As we walked back to Petrona’s house, the villagers were beginning to haul baskets of flowers, bright green grasses, and large palm fronds to the main street to build a carpet for the bishop. When we arrived back at the house, Petrona was setting the table for a feast of chicken, vegetables, rice, soup, homemade tortillas, and picante. All of it was delicious, wholesome, and filling. We visited for a while longer, and Scott and I put our broken Spanish to the test. As we talked, I could see and hear the scene from six years ago playing out around us.
Villagers from San Juan wait for the arrival of the bishop.

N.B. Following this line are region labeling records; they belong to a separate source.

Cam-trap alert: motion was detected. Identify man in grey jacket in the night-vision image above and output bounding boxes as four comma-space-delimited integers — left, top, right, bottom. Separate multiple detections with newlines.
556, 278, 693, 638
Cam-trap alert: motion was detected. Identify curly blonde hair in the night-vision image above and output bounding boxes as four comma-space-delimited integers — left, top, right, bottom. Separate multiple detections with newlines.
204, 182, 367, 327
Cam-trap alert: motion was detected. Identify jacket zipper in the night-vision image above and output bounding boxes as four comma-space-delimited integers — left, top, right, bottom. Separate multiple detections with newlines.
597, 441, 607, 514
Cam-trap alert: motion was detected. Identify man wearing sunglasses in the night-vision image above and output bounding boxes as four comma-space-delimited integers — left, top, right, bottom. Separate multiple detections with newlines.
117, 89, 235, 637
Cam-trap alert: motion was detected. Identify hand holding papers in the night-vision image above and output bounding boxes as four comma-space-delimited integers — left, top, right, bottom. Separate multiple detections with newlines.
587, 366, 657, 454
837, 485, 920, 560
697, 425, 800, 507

After saying our goodbyes, we walked out to the main road. It was covered in flowers, and musicians were setting up along the sidewalks. A steady stream of women in traditional clothes filed down the hill toward the docks to wait for the bishop. As I watched the final preparations, I imagined for a moment that they were welcoming Aubrey. For the first time since arriving, I began to feel at peace with the idea of leaving Aubrey’s ashes at the lake. When the procession finally wound its way up the hill with the bishop, the street seemed to erupt with song. As the bishop strolled upward along the bed of flowers marking the route to the church, the women of the village walked with him, surrounding him on every side as if to protect him. As they paraded by, I realized that I was somehow entrusting Aubrey’s spirit to these women and that they would care for her with the same tenderness.

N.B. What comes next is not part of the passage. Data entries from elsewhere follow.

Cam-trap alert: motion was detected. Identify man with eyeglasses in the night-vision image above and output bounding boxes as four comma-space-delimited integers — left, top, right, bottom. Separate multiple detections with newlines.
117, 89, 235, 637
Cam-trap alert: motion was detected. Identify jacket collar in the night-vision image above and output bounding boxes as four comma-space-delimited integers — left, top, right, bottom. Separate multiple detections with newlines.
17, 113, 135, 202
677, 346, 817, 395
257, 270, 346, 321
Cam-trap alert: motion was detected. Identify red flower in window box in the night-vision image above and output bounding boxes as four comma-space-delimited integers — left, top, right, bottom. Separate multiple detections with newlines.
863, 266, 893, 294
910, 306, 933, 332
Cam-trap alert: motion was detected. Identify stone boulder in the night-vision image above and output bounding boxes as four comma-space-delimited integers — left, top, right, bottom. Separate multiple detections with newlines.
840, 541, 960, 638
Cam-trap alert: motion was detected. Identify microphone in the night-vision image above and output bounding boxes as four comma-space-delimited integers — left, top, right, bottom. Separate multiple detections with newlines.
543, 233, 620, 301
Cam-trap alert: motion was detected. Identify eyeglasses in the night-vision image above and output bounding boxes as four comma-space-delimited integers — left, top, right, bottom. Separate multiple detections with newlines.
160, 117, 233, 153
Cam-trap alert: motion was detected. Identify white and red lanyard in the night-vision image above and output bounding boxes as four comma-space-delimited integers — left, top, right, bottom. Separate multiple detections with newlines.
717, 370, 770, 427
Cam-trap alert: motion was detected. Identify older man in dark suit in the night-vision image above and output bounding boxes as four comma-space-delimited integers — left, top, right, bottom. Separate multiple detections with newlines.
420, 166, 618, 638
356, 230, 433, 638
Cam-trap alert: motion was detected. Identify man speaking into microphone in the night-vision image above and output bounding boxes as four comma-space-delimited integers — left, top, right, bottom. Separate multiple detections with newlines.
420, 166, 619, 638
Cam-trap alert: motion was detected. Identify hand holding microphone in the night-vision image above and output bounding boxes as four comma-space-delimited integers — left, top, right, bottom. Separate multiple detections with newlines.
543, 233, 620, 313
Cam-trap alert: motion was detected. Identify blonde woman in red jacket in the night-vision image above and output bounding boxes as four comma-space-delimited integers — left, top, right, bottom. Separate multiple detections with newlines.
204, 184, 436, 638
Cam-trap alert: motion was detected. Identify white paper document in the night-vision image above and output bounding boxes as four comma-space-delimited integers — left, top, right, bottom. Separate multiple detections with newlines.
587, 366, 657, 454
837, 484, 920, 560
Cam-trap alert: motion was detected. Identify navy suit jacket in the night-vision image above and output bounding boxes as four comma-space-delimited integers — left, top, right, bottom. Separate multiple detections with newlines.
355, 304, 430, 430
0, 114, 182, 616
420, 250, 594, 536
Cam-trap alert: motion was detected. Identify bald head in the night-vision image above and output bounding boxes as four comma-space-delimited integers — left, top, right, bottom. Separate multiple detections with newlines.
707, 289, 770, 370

After returning to Arca de Noe, Scott and I climbed the steep hill to the village of Santa Cruz, where we had a memorable dinner with a local family that Scott had befriended the day before. Late that night we took Aubrey’s ashes and walked through the gardens of Arca de Noe. Aubrey loved all of the tropical flowers and plants on the grounds of the hotel. When she asked me to take her ashes to Guatemala, I knew this garden was where she wanted to be. The air was cool. The only sounds were the wind rustling the trees, the waves sloshing against the shore, and the chirping of crickets. A bright half-moon washed the garden in silver light. I left a few of her ashes near the most colorful flowers, and then walked down to the water’s edge. Stars and constellations decorated the night sky. Directly across the lake we could see the dark silhouettes of the tallest volcanoes pressed against the horizon. I watched the wind stirring the waves on the lake while the moonlight danced across the moving surface. It was a peaceful setting—a suitable place and moment for acknowledging a hard-won marriage and a beautiful life. I tossed the rest of her ashes into the wind and tried my best to let go.
The next morning we left Santa Cruz early for another long day of travel. As we took our last boat ride across the lake, I kept thinking back to Aaron’s words. I was leaving part of Aubrey at this lake, yet I was also leaving part of myself there too. It is not unlike the moment she died. She left this world for the next and took a part of me there with her. Grief isn’t only mourning the other person. It is also mourning the places inside your soul that die along with the person you love. Yet, it is those places which travel along with your person to her new home, protecting and comforting her, much like the women walking in step with the bishop up the hill.
Women escorting the bishop to the church in San Juan.